We were delighted with the turnout on the day and several more exhibitors booked spaces. As I write this in early March, we have over 170 exhibitors and 2,000 m of working demonstration space booked.

Our site layout plan is now pretty much finalised. Given that most of our site is on open grass fields, we long ago decided we cannot gamble on good weather, so the whole of the demonstration circuit and the rows of the static display area now have temporary tracking on them.

Tracking is frighteningly expensive and we use nearly two miles of it! When we held the show in Lockerbie in 2002, I remember trying to walk over the site in early September and could not do so as I sank up to the top of my wellies in the soft ground. The tracking we put down did not so much sit, but rather floated on top of the field. We had to spend over £25,000 upgrading the road through the forest to get even four-wheel-drive vehicles along it. Since then, there has never been an argument about whether we need tracking.

A question we are often asked is why most of our demonstration circuit is on grass and why we don’t have more forest or trees as part of the circuit. The answer is very simple: our exhibitors prefer open space. In the early days, most of the circuit was within forest area, but gradually we realised that fewer and fewer exhibitors actually wanted to fell trees. In fact, the trees were a real nuisance as they had to remove them or work around them to get exhibition trailers, marquees and machinery set up. We have repeatedly offered felling sites for the harvesters, but are told by the big machine companies they prefer a static site.
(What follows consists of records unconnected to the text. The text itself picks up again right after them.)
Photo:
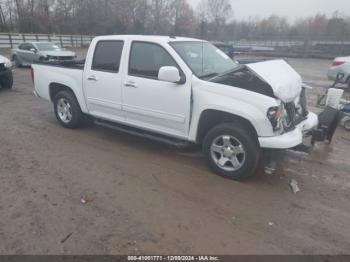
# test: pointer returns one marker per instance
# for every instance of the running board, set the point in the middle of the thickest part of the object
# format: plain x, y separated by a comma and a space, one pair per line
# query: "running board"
180, 144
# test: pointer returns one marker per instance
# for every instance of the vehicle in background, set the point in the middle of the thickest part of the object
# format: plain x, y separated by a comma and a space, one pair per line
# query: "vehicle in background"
6, 78
340, 71
28, 53
229, 50
182, 91
226, 48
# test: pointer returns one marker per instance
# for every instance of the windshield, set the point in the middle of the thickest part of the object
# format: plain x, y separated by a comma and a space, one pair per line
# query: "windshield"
204, 59
48, 47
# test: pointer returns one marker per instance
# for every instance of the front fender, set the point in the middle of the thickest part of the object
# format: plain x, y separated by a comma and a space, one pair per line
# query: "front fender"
254, 111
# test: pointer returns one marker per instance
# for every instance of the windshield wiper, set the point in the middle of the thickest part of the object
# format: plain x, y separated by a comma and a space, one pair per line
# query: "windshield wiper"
209, 75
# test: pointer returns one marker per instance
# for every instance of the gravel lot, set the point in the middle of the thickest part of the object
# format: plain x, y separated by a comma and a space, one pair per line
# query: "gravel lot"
144, 197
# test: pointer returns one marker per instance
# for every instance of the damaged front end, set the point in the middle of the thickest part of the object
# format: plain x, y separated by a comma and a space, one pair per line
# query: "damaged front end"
291, 120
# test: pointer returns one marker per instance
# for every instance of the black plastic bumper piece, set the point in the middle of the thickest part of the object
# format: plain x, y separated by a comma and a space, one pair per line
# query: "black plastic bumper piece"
329, 120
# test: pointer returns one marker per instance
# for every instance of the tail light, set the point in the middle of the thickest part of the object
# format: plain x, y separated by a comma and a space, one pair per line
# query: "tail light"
338, 63
32, 73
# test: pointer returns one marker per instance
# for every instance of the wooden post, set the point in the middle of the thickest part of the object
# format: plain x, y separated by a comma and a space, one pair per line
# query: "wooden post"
10, 38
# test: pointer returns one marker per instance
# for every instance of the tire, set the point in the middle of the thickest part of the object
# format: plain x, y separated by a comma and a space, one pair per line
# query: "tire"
67, 110
231, 151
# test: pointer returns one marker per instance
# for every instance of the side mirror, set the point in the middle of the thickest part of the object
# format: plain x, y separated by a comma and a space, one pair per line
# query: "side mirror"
170, 74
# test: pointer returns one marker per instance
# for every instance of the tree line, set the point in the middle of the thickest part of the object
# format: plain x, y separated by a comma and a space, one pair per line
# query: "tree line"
212, 20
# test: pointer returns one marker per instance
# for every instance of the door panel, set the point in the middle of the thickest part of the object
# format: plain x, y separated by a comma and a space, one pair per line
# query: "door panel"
103, 81
157, 105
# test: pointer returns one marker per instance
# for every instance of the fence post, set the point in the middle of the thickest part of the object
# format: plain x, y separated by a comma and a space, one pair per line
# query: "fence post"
10, 38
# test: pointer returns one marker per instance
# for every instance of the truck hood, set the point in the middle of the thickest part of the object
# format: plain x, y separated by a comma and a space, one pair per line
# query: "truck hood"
58, 53
285, 82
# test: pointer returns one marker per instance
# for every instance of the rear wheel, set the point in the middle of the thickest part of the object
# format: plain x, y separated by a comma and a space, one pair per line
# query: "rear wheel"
67, 110
231, 152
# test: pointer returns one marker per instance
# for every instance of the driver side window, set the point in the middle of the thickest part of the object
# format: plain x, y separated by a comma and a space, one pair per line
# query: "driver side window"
147, 58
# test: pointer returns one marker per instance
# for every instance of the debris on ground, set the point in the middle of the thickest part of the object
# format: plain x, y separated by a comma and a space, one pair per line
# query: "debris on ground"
66, 238
294, 186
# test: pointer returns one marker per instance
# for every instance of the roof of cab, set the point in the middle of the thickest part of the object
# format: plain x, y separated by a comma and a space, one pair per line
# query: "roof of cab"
151, 38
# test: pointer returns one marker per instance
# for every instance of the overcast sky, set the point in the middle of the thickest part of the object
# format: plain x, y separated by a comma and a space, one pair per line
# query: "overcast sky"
290, 8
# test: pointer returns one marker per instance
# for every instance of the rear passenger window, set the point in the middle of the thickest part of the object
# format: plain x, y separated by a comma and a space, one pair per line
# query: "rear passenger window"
146, 59
107, 56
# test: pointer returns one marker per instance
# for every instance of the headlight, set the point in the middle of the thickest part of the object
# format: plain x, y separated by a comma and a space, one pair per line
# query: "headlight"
8, 64
274, 114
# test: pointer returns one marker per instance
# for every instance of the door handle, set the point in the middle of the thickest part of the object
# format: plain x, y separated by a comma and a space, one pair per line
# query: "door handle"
130, 84
92, 78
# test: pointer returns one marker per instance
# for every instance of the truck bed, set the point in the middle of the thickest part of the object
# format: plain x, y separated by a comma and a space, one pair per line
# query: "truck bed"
63, 73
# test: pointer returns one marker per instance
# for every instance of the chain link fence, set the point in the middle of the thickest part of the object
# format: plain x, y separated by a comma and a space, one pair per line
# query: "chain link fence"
10, 40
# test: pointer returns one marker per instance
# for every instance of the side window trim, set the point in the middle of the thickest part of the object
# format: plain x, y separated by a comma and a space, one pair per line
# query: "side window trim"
93, 57
152, 43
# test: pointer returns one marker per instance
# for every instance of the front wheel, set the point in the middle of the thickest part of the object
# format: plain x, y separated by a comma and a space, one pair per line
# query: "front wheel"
231, 151
67, 110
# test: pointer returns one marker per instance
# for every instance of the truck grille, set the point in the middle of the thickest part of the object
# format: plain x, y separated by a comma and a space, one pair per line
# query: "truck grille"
291, 115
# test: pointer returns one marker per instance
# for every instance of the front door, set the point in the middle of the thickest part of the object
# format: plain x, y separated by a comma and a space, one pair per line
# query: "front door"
102, 81
156, 105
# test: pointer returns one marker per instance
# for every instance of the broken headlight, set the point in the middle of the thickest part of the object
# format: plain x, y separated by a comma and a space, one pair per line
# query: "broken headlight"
274, 114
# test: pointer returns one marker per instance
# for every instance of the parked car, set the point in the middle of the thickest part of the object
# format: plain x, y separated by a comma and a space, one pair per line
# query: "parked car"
181, 91
28, 53
340, 71
6, 78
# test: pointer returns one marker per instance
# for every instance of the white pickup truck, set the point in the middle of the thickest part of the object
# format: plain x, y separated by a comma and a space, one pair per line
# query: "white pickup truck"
182, 90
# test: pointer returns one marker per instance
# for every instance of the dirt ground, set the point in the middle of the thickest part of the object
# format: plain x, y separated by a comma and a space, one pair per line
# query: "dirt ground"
144, 197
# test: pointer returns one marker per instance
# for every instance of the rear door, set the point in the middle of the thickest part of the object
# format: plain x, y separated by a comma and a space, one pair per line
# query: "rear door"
152, 104
102, 80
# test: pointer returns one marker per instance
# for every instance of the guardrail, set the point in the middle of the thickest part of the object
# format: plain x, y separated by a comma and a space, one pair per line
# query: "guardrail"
10, 40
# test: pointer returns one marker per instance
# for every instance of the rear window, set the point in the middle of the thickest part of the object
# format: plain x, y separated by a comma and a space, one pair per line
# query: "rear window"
147, 58
107, 56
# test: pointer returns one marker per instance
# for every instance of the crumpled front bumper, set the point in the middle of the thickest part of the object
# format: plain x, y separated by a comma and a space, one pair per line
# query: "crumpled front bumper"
293, 138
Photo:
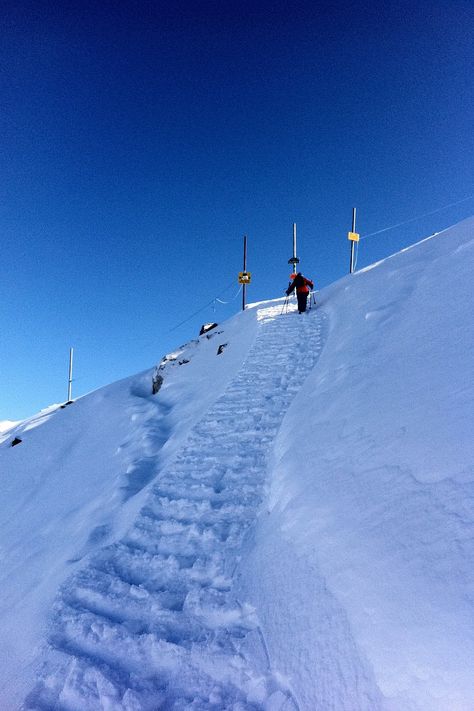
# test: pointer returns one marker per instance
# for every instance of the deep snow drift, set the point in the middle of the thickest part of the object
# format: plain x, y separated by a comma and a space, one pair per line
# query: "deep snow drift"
286, 525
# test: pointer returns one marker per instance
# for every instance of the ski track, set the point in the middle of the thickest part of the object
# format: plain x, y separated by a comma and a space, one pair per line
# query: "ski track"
151, 622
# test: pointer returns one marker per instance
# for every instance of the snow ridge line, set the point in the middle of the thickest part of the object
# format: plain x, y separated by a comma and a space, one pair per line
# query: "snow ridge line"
151, 622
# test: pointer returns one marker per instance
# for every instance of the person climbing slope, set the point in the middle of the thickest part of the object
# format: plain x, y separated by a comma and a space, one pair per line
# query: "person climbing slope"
302, 286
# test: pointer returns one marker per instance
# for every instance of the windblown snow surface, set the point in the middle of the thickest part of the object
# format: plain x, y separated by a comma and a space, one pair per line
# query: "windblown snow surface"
286, 525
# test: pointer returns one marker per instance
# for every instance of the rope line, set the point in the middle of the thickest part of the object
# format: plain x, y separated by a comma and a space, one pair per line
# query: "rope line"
413, 219
209, 303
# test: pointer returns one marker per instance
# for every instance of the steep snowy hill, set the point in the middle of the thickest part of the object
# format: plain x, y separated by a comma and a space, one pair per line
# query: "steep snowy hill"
287, 524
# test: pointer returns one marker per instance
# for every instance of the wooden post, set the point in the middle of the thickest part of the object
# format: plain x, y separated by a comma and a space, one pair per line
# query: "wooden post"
244, 286
69, 388
352, 241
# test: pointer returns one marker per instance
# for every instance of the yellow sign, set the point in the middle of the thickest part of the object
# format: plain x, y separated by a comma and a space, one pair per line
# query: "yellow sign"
245, 277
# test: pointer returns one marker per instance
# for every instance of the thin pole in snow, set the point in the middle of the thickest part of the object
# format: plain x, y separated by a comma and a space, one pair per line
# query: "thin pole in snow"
244, 286
352, 241
69, 388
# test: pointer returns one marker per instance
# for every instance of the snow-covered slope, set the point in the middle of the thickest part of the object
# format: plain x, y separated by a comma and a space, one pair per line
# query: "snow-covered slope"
286, 525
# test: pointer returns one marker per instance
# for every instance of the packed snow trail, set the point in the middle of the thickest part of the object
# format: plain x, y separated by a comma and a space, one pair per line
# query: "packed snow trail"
151, 622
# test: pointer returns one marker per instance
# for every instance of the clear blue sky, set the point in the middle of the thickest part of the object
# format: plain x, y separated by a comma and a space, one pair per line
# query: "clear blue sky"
141, 140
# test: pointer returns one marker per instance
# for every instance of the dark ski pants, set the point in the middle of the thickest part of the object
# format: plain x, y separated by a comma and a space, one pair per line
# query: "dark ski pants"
302, 300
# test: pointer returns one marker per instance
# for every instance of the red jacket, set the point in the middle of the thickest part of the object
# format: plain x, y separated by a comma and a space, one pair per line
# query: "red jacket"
301, 284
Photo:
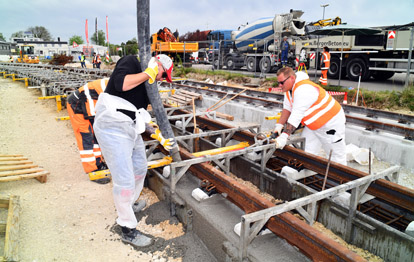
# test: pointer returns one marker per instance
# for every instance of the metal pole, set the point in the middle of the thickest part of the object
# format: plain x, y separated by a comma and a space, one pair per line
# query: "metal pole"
317, 47
407, 77
340, 62
143, 28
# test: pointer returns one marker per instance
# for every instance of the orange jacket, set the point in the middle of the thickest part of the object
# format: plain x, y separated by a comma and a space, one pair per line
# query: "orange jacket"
84, 99
323, 110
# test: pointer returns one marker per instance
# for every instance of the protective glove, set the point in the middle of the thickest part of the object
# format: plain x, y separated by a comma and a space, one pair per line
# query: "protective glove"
281, 140
152, 70
278, 128
166, 143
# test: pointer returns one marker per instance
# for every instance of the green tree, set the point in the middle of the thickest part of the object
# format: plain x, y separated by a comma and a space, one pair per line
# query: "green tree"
101, 38
40, 32
17, 34
77, 39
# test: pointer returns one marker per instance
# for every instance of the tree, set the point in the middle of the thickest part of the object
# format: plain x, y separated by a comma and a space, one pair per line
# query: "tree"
40, 32
101, 38
77, 39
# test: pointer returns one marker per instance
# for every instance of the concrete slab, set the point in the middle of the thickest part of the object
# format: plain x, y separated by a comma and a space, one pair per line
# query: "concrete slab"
213, 221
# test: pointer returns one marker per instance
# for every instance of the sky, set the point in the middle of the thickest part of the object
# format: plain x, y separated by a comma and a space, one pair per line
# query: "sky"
65, 19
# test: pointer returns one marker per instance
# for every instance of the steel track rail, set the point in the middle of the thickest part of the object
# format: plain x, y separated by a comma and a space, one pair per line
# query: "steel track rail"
390, 192
253, 97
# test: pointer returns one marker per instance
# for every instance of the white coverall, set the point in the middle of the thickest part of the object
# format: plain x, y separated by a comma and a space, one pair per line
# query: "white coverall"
124, 151
330, 136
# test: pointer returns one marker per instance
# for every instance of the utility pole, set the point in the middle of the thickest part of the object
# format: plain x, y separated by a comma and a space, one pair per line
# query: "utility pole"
144, 51
317, 47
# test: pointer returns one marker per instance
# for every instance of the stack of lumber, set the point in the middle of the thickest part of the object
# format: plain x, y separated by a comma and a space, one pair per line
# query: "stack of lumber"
18, 167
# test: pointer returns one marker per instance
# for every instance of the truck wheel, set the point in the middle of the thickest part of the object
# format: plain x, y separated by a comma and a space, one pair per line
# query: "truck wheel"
265, 65
230, 63
354, 67
251, 64
382, 75
333, 71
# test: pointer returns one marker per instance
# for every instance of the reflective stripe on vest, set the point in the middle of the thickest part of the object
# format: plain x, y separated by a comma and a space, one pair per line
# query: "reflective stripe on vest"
323, 110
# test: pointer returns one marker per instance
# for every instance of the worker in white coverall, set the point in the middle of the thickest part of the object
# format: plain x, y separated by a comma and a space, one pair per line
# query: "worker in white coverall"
121, 118
323, 117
I can understand this. You are unlikely to spend £300,000 on a harvester based on watching it fell 10 trees at the show. You can see the latest models, get up close and personal with one, talk to the engineers on site and then go and see one working in a forest situation for a day if you want to.

February kept us busy putting flesh on the bones of all the various events we have planned. We are now open for applications to compete in the A W Jenkinson and Tilhill European Chainsaw Carving Championships. We can have a maximum of 25 competitors and are always oversubscribed.

Husqvarna is once again sponsoring the World 25 m pole-climbing championships and we will shortly be opening this up for bookings. We are proud to be hosting the British Open Fencing Championships this year, sponsored by McVeigh Parker. Two-man teams are now invited to apply.

Forestry Journal:

We had a very productive meeting with the Arboricultural Association recently and will shortly be announcing some new and exciting events for 2020. We are also working hard to stage a tree-climbing competition. For those of you struggling with the new HSE rules on the use of a two-anchor-point climbing system, LANTRA will be demonstrating how to comply with this and the Arb Association hopes to have its new code of practice available.

We are working with the Forestry Commission and Confor to put on some short, topical seminars on subjects such as plant health, forest carbon and the government’s tree-planting strategy.

Our ‘Wally of the Month’ award this issue goes to a certain person from a large forest machine company (who shall remain nameless) who turned up for the exhibitor site meeting a week early!

To avoid any confusion, the next site meeting is at 2 pm on Wednesday, 22 April and the show dates are 24–26 September.

APF 2020 will be held at the Ragley Estate, Alcester, Warwickshire on 24–26 September 2020.